Copenhagen climate summit: Ending deforestation key to stopping global warming

Protecting rainforests will be a central part of any climate change deal at Copenhagen.

By Louise Gray, Environment CorrespondentPublished: 8:00AM GMT 06 Dec 2009

Deforestation causes around fifth of greenhouse gas emissions every year, more than all the forms of air and surface transport combined.
This is because trees suck up carbon dioxide as they grow, so every time forests are chopped down it reduces the Earth’s ability to absorb the greenhouse gas.

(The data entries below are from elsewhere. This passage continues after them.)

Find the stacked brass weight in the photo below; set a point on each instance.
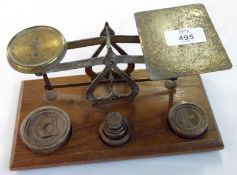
(114, 130)
(46, 129)
(36, 49)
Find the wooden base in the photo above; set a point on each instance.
(147, 115)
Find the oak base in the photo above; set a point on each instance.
(146, 114)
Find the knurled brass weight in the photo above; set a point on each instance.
(46, 129)
(115, 130)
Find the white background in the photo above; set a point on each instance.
(82, 19)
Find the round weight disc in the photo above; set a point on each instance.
(187, 120)
(45, 129)
(36, 49)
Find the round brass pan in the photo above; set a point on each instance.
(36, 49)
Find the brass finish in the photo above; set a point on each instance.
(187, 120)
(36, 49)
(163, 61)
(46, 129)
(114, 130)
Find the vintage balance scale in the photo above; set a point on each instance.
(77, 122)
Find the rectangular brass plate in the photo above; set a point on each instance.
(164, 61)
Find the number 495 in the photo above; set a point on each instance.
(186, 37)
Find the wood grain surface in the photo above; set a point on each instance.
(146, 114)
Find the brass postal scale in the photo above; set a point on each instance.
(117, 113)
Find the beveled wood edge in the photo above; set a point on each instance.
(216, 144)
(16, 126)
(214, 120)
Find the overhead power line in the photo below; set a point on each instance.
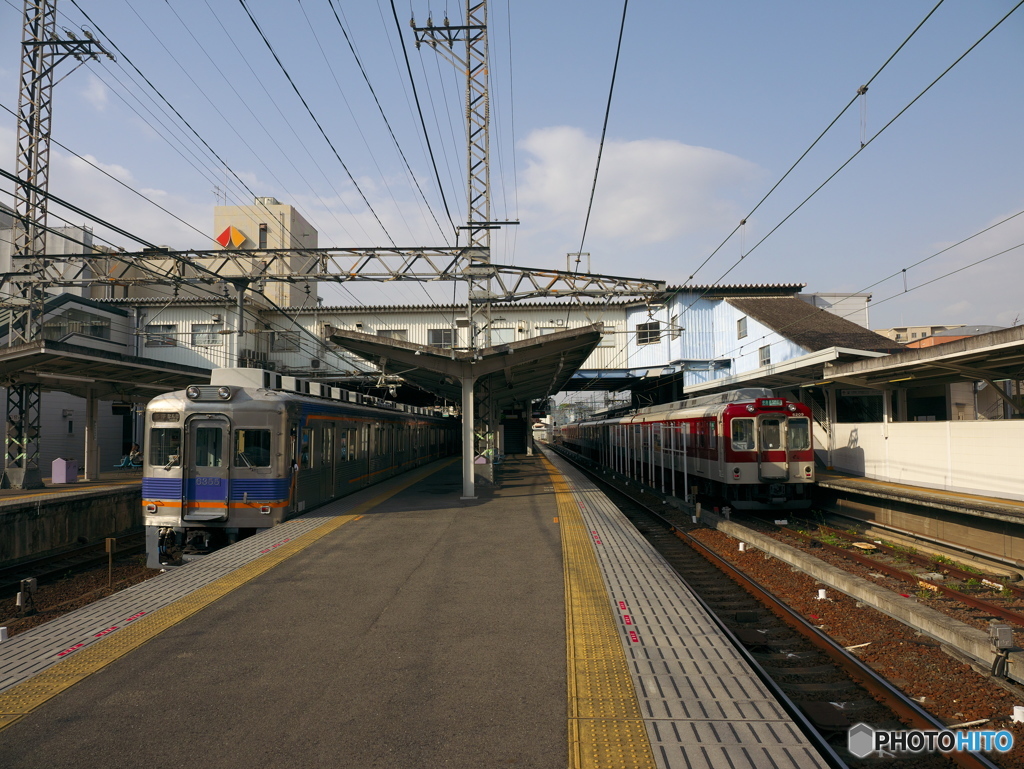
(320, 127)
(423, 124)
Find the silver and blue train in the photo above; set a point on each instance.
(254, 449)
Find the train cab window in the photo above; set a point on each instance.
(306, 450)
(165, 445)
(771, 434)
(799, 435)
(209, 452)
(742, 434)
(252, 447)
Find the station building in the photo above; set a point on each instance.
(692, 340)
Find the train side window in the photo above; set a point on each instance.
(799, 435)
(306, 449)
(209, 449)
(252, 447)
(742, 434)
(165, 445)
(327, 447)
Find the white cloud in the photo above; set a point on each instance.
(648, 190)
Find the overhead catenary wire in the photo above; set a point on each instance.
(380, 108)
(320, 127)
(423, 124)
(861, 148)
(784, 176)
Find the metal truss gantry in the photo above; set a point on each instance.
(42, 51)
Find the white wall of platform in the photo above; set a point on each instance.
(982, 458)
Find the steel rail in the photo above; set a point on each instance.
(921, 560)
(871, 681)
(878, 686)
(977, 603)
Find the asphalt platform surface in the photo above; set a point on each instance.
(430, 633)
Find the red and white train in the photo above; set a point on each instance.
(747, 449)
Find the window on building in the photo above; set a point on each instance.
(285, 341)
(161, 335)
(443, 338)
(502, 336)
(77, 322)
(649, 333)
(207, 335)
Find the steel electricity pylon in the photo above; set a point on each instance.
(42, 51)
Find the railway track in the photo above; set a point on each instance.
(822, 683)
(52, 567)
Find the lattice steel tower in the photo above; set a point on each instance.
(41, 52)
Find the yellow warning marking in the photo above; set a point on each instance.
(605, 725)
(23, 698)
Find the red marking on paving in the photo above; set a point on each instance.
(276, 545)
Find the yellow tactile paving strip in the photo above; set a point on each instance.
(23, 698)
(604, 721)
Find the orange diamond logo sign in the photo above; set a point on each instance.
(232, 237)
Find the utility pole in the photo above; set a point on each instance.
(42, 51)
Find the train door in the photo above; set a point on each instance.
(205, 468)
(328, 467)
(771, 450)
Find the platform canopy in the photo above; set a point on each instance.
(517, 373)
(986, 357)
(83, 371)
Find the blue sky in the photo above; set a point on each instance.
(713, 102)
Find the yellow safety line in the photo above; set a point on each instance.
(23, 698)
(605, 726)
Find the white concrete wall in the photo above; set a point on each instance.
(984, 458)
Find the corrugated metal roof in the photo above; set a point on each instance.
(811, 328)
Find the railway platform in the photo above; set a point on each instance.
(402, 627)
(954, 502)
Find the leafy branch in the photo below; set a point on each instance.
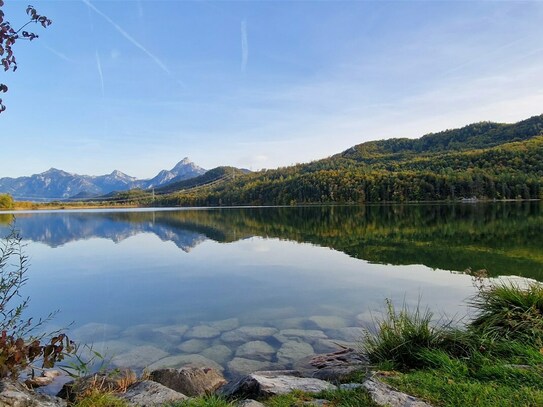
(8, 37)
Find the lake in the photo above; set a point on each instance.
(246, 289)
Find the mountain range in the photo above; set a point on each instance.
(55, 184)
(480, 161)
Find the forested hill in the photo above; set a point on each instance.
(483, 160)
(471, 137)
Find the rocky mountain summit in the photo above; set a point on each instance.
(55, 184)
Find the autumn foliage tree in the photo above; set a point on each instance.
(9, 36)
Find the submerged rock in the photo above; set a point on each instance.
(307, 335)
(292, 351)
(257, 350)
(179, 361)
(329, 322)
(95, 331)
(151, 394)
(202, 332)
(241, 366)
(350, 334)
(248, 333)
(175, 331)
(334, 366)
(13, 394)
(219, 353)
(225, 324)
(139, 357)
(261, 385)
(193, 346)
(192, 381)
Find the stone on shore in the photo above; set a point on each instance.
(191, 381)
(151, 394)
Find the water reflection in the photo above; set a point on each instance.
(259, 288)
(504, 238)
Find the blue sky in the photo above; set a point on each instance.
(138, 85)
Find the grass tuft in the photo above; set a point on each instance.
(98, 398)
(507, 311)
(402, 336)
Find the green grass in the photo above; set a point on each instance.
(336, 398)
(401, 336)
(507, 311)
(205, 401)
(98, 398)
(495, 360)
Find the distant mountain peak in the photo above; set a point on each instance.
(185, 162)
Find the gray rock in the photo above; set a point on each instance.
(349, 334)
(193, 346)
(225, 324)
(175, 331)
(13, 394)
(151, 394)
(290, 323)
(292, 351)
(266, 384)
(257, 350)
(179, 361)
(250, 403)
(336, 366)
(241, 366)
(307, 335)
(95, 331)
(139, 357)
(218, 353)
(385, 395)
(329, 322)
(191, 381)
(350, 386)
(248, 333)
(202, 332)
(330, 345)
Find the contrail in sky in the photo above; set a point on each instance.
(58, 54)
(100, 73)
(244, 46)
(129, 38)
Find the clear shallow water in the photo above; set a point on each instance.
(248, 289)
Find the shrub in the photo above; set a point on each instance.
(6, 201)
(19, 348)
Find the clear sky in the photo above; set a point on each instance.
(138, 85)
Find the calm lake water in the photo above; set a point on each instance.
(259, 288)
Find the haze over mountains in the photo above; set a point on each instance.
(55, 184)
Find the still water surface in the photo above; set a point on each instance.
(259, 288)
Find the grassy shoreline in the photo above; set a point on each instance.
(496, 359)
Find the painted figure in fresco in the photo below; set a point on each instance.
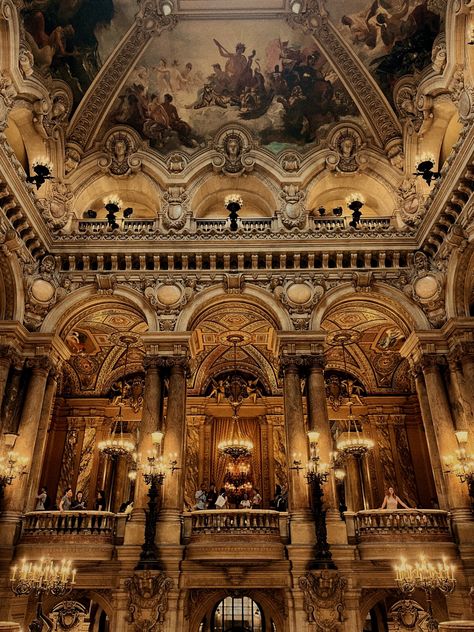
(237, 67)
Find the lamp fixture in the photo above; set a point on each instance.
(461, 463)
(42, 169)
(12, 465)
(39, 578)
(233, 203)
(428, 577)
(117, 445)
(112, 206)
(425, 169)
(296, 6)
(166, 7)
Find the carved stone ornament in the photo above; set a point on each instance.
(293, 214)
(233, 146)
(323, 599)
(410, 202)
(7, 96)
(175, 208)
(147, 600)
(466, 105)
(68, 615)
(43, 289)
(346, 153)
(120, 148)
(405, 97)
(408, 614)
(57, 208)
(290, 162)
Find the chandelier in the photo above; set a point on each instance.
(353, 442)
(43, 576)
(235, 447)
(117, 445)
(461, 463)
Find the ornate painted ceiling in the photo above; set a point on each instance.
(245, 65)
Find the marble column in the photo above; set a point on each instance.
(443, 426)
(151, 421)
(430, 435)
(297, 441)
(5, 364)
(318, 420)
(169, 522)
(41, 439)
(15, 495)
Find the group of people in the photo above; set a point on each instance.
(212, 499)
(69, 501)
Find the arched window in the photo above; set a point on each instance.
(237, 614)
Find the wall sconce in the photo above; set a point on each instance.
(297, 460)
(166, 7)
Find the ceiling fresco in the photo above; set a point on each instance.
(96, 361)
(262, 75)
(392, 37)
(375, 358)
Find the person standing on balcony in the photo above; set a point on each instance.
(391, 501)
(41, 500)
(66, 500)
(201, 497)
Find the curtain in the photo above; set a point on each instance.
(222, 429)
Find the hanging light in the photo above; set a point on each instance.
(353, 442)
(235, 447)
(117, 445)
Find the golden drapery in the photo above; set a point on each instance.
(248, 428)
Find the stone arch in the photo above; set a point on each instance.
(460, 283)
(88, 296)
(216, 295)
(380, 294)
(211, 598)
(12, 301)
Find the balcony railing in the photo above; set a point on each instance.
(59, 524)
(381, 524)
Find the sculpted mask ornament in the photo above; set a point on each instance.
(233, 147)
(57, 207)
(323, 599)
(43, 290)
(120, 159)
(346, 153)
(293, 213)
(148, 600)
(175, 208)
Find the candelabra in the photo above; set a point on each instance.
(11, 466)
(317, 474)
(461, 462)
(427, 577)
(154, 472)
(39, 578)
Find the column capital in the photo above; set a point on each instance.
(432, 362)
(40, 364)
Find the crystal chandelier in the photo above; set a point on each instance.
(235, 447)
(353, 442)
(117, 445)
(43, 576)
(461, 463)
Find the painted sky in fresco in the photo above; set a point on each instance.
(263, 75)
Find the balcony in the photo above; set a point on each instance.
(245, 535)
(97, 532)
(379, 532)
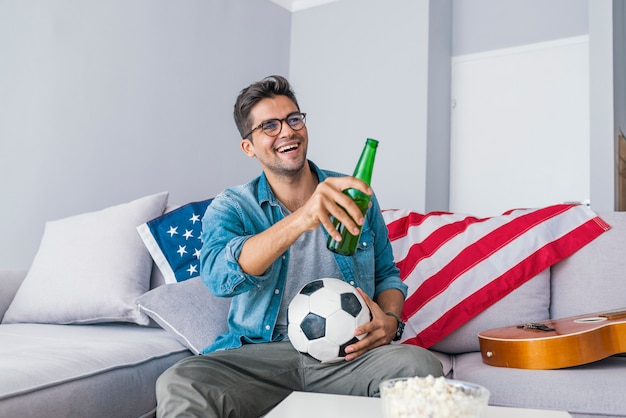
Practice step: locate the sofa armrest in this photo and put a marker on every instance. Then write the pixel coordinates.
(10, 281)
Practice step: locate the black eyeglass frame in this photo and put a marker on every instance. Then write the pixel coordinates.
(286, 119)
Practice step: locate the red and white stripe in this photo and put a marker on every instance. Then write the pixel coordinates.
(457, 265)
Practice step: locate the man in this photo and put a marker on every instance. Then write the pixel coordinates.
(262, 242)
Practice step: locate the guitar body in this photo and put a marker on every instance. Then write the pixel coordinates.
(556, 343)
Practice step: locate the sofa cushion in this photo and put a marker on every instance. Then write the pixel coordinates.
(101, 370)
(456, 266)
(591, 390)
(89, 268)
(594, 280)
(173, 240)
(192, 314)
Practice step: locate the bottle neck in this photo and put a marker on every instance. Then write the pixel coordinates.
(365, 166)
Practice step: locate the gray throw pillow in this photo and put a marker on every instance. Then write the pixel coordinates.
(89, 268)
(189, 311)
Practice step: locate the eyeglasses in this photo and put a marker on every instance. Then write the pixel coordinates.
(272, 127)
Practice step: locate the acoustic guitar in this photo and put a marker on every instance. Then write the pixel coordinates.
(556, 343)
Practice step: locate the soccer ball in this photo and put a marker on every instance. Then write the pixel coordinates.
(323, 316)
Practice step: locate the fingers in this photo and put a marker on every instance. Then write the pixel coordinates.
(377, 334)
(329, 201)
(341, 206)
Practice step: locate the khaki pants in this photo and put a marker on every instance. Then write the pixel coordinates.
(251, 380)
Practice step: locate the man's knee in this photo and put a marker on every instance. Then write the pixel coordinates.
(414, 361)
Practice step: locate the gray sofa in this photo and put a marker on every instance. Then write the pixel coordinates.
(108, 369)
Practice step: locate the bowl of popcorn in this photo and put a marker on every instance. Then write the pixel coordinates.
(432, 397)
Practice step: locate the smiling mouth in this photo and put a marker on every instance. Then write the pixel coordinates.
(287, 148)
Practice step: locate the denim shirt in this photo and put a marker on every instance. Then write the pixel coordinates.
(242, 211)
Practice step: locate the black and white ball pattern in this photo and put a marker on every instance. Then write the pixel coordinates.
(323, 316)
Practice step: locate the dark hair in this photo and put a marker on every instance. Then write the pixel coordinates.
(269, 87)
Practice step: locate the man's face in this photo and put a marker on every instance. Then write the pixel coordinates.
(283, 154)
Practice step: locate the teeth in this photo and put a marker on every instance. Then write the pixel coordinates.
(287, 148)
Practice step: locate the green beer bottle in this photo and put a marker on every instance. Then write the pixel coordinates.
(363, 171)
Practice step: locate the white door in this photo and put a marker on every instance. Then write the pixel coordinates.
(520, 127)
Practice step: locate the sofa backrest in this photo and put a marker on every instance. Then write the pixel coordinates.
(10, 281)
(594, 278)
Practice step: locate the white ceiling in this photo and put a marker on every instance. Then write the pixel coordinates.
(295, 5)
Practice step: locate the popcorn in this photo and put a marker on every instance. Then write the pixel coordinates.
(431, 397)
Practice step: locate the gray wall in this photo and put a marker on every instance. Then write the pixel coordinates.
(102, 102)
(484, 25)
(365, 75)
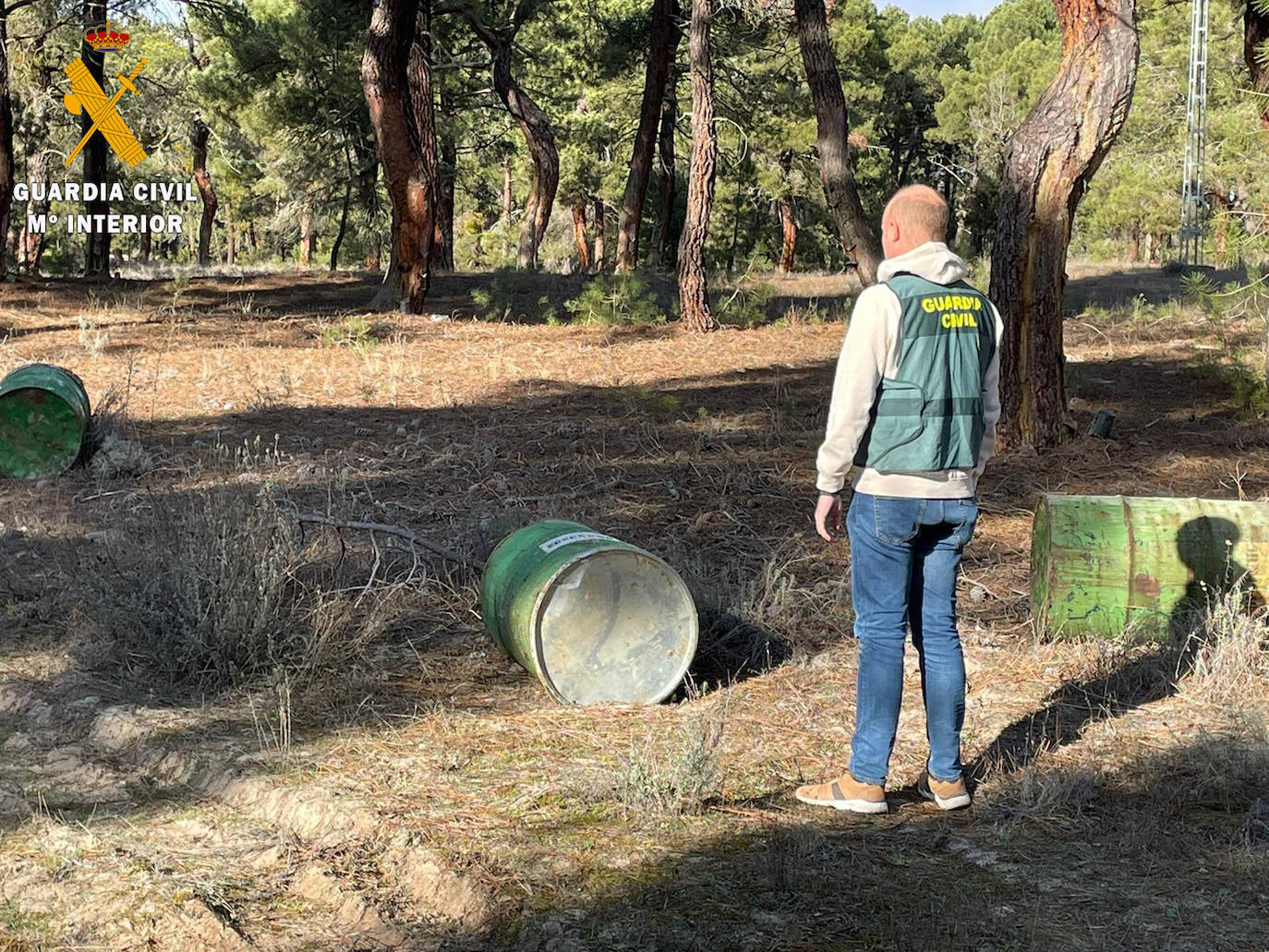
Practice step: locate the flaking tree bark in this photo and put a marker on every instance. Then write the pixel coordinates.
(447, 173)
(385, 80)
(6, 164)
(693, 284)
(1255, 51)
(580, 237)
(664, 34)
(831, 144)
(1048, 164)
(199, 135)
(535, 126)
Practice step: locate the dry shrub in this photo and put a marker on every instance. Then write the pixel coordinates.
(675, 779)
(1230, 649)
(220, 588)
(1045, 792)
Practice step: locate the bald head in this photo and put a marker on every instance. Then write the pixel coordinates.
(913, 216)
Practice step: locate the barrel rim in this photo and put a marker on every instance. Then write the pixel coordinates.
(539, 606)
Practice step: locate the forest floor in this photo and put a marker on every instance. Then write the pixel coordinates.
(424, 792)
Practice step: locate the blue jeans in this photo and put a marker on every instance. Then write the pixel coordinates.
(903, 560)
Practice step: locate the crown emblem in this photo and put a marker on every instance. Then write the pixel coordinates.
(105, 38)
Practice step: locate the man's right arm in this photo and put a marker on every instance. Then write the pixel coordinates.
(990, 402)
(861, 367)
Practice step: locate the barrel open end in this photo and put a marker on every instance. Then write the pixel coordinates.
(617, 626)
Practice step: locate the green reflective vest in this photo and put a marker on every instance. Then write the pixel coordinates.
(929, 416)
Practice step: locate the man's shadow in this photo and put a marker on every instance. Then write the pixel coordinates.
(1215, 583)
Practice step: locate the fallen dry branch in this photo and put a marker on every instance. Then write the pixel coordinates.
(399, 531)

Therefore if the world wants to reduce emissions, it must stop deforestation.
It is also a relatively easy way to reduce carbon dioxide, compared to the effort required in asking the world to stop driving cars and running factories.
The big question is how do you stop poor people in rainforest nations like Brazil, Indonesia and the Congo chopping down trees to feed their families. Or indeed to produce beef, palm oil and timber to export to countries like Britain.
The answer lies in an innovative scheme that would pay the poor countries not to chop down trees.
REDD or Reducing Emissions from Deforestation and Degradation (Redd) has been talked about for years but the summit at Copenhagen is the first opportunity to see it implemented on a global scale.
Richer countries would need to put forward money to set up the mechanisms such as a satellite monitoring service to ensure countries being paid not to chop down trees are keeping their promises. There will also need to be cash to help provide alternative incomes for people in and around the forests.
WWF is calling for funding of around £27 billion per year by 2020 to keep the forests standing.
The money could be raised by making forests part of the carbon markets. This would mean industries could pay to protect forests to offset some of their pollution. People could even buy ‘forest bonds’ that grow in value over time as polluting becomes more expensive.
However there are serious concerns. Many of the rainforest nations are dogged by corruption and there are fears that the could end up in the wrong hands. If the scheme is not set up correctly it is in danger of causing more deforestation because logging simply shifts elsewhere.
Indigenous people who rely on the forests need to have a say in how their homeland is managed but in many countries they are marginalised.
The Prince of Wales is leading the world in his fight to make sure trees are worth “more alive than dead”.
He points out that trees not only suck up carbon dioxide but provide ‘water services’ by regulating rainfall and ‘ecosystems services’ in maintaining wildlife.
“If we lose the battle against tropical deforestation, we lose the battle against climate change,” he warns.